NYT piece worth reading on what’s happening with Russia’s internet right now: Article
Quick background: Since early March, Moscow and St. Petersburg have experienced widespread mobile internet blackouts — not just blocked apps, but full mobile data shutdowns. Telegram is reportedly being blocked entirely starting in April.
The government regulator Roskomnadzor now has authority to disconnect Russia from the global internet entirely. Some regions are on “whitelist” mode — meaning everything is blocked except state-approved services like Yandex and government portals.
This article accompanied a longer piece about the impact of the outages. It’s scary.
I’m interested in whether or not there’s a way around this government censorship which could expand to Europe and North America under the right circumstances.
Russia is moving to a whitelist-only Internet, so any bypass will no longer work. That being said, Russian netizens have started using Meshstatic, a decentralised network that doesn’t use Internet. Article
For now, they use it to communicate with friends and family, for up to 100 km 10-50km. But it would technically be possible to set up clandestine networks where someone get access to normal internet.
They can try banning it but they can’t confiscate existing devices. Also, the cost of banning those is superior to the benefits, for now. (To be fair, that’s also the case of Russian internet whitelisting ).
I don’t think they will bother unless the Russian meshstatic community can figure out a way to create an actual internet (at minimum a public text platform/forum) with the tech.
The Tor threads are interesting. Thanks for posting them.
After reading them it seems like the most effective “solution” is social and legal, not technology. And, so far, at least from my limited outsider view, it’s a cat and mouse game with the Russian government marshaling unlimited resources.
Will organized political resistance, international pressure, and the economic self-harm Russia imposes on itself by cutting off its technical class from the global internet end this censorship nonsense?
A full whitelist accelerates brain drain among exactly the people Russia needs to maintain the infrastructure. So, maybe there are cracks in that infrastructure that can be exploited. But, this seems like a return to Soviet style censorship.

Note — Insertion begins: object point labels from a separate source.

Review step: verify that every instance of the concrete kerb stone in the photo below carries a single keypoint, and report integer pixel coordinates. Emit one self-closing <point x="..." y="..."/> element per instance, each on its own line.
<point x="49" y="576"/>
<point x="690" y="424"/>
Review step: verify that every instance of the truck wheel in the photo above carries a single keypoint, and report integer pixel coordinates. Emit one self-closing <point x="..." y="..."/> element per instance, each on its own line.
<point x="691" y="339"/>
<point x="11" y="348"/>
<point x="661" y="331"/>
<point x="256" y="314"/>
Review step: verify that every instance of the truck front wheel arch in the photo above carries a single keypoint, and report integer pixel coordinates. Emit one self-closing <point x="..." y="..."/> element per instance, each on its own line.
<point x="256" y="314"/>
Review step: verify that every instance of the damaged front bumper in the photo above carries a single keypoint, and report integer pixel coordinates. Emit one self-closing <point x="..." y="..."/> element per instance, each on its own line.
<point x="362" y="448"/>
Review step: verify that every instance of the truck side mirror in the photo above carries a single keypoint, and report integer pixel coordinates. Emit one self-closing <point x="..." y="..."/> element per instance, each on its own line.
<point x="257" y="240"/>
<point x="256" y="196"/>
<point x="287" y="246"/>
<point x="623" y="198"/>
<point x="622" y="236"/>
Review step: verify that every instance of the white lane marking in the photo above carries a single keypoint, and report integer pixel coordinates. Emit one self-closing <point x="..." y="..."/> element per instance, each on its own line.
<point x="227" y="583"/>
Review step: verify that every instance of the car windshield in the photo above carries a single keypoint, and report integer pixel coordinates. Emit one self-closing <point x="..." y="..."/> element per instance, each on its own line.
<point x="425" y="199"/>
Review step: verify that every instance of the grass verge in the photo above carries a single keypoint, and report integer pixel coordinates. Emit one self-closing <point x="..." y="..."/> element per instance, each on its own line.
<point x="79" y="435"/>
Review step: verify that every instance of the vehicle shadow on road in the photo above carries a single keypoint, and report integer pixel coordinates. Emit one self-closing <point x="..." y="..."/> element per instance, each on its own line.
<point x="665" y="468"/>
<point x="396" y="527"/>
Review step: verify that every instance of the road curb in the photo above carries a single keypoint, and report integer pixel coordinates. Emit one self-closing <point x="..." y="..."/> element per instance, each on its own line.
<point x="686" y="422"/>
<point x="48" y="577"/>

I wonder if Russia will be the next China GFW. I got an old grandfathered Yandex account from back when they do mailhosting for custom domain for free. Back then they allowed upto 1000 mailbox of 5gb each for $0, now gimped to just 5 mailbox due to the sanction and whatnot but its still works and actual somewhat nice with ipv6, caldav, caldav etc. Can’t send nor receive mail to Proton due to blockage at their isp level though.